Always looking for an excuse, I soon found one: that Revox C278 8-track would make an excellent machine for recording live performances of jazz ensembles direct-to-tape. At about 25kg in a fairly compact unit, the C278 is, in a way, portable.

Armed with this plausible excuse, I set off to Paris.

Looking for, and finding, the perfect excuse.

At any given time of the day, Paris is one sprawling traffic jam. While French drivers are courteous enough (seriously!), the real menace are the assorted scooters and motor cycles weaving between stuck cars at breakneck speed. The appear literally out of nowhere and just need a few centimeters clearance to keep their momentum.

This particular Revox C278 was owned by a French musician whose recording studio did not survive the Corona Pandemic. He had found no use for the recorder in his living room-based ‘studioette’ where a DAW took center stage.
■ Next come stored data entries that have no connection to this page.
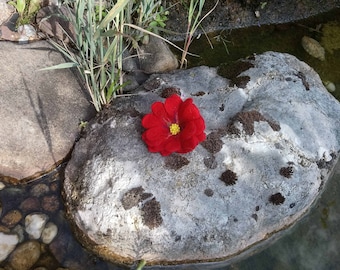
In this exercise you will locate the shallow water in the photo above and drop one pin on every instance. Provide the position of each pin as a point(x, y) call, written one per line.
point(313, 243)
point(231, 45)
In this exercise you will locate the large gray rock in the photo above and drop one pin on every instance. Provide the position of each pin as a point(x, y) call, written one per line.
point(40, 110)
point(273, 137)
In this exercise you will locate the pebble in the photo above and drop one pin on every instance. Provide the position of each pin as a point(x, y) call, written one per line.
point(49, 233)
point(19, 230)
point(25, 256)
point(12, 218)
point(39, 189)
point(7, 244)
point(313, 47)
point(35, 224)
point(50, 203)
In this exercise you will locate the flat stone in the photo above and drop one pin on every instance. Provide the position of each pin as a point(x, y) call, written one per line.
point(40, 110)
point(25, 256)
point(35, 224)
point(8, 243)
point(273, 138)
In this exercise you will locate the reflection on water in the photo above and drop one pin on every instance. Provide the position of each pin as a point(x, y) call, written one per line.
point(231, 45)
point(312, 244)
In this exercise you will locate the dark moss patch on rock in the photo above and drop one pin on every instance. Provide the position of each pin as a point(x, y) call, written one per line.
point(210, 162)
point(209, 192)
point(323, 164)
point(213, 142)
point(277, 198)
point(134, 196)
point(228, 177)
point(286, 171)
point(175, 162)
point(254, 216)
point(152, 84)
point(169, 91)
point(151, 214)
point(247, 119)
point(240, 82)
point(232, 72)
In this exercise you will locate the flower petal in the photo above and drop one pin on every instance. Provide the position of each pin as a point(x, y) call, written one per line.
point(151, 120)
point(172, 105)
point(155, 136)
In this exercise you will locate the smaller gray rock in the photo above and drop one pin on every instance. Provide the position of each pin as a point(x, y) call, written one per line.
point(52, 21)
point(35, 224)
point(156, 57)
point(25, 256)
point(40, 110)
point(8, 243)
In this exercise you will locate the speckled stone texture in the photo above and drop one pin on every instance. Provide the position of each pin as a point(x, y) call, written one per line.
point(273, 138)
point(40, 110)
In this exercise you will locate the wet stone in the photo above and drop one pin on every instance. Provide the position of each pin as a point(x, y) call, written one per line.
point(49, 233)
point(34, 224)
point(25, 256)
point(12, 218)
point(39, 190)
point(7, 244)
point(30, 204)
point(137, 205)
point(50, 203)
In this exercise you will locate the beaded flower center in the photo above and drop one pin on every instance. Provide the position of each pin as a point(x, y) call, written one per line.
point(174, 129)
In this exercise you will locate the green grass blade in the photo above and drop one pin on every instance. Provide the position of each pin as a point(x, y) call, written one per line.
point(61, 66)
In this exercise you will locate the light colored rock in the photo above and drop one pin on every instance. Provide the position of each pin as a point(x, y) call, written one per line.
point(156, 57)
point(34, 224)
point(49, 232)
point(40, 110)
point(6, 11)
point(269, 152)
point(8, 243)
point(25, 256)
This new ReelTape addition now awaits a few parts such as a replacement for the hardened pinch roller and, of course, proper rack ears. Cleaned and aligned, the machine will swing into action for direct-to-tape recordings this summer of 2026. I also have a lead on a Revox C-series autolocator which should possibly arrive sometime next month. The C278 will reside in the flight case that arrived last month from France with a Revox PR99mkIII. I’ll join it with the mono Revox PR99 monitor that also arrives next month from Italy with a PR99 mono version.

Road trip Paris - June 2026.
To Paris for a Revox C278.
Road trip Paris - June 2026.
The newest addition to the ReelTape studio: the Revox C278 safely tucked away in the boot of the Spider.

The Revox C278

The Revox C278 was the most expensive reel-to-reel recorder ever made by the company. Curiously enough the super low speed logging version was even more expensive than the high speed model. The former commanded a price of CHF 12,100 whilst the latter retailed at CHF 11,120 when it was launched in April of 1989 – a hefty sum at the time and almost three times the cost of a brand new Revox PR99mkIII.

The Revox C278 high speed version was produced for just about two years. A specialty product, only a few hundred of these machines were ever made: it is a rare beast – and the last reel recorder to leave the factory.

The Revox C-series comprised three recorders: the C270 2-track machine (essentially a slightly stripped down and rebadged Studer 807); the C274 4-track / 4-channel machine; and the 8-track / 8-channel C278 using 0.5” tape. The series is completed with the Revox C279 console.

Upon launch, the C278 was well-received by both professional studios and well-heeled home recordists. Its distortion and wow-and-flutter numbers were well into Studer territory. Frequency response and signal-to-noise ratios also impressed. The one criticism concerned the relative difficulty of servicing the C-series machines. They were easy enough to align properly but any fault in the transport logic would stump most old-school techs.

Road trip Paris - June 2026.
A first try-out for the C278. Safe for the silly ear flaps and a hardened pinch roller, nothing seems to be wrong with this machine.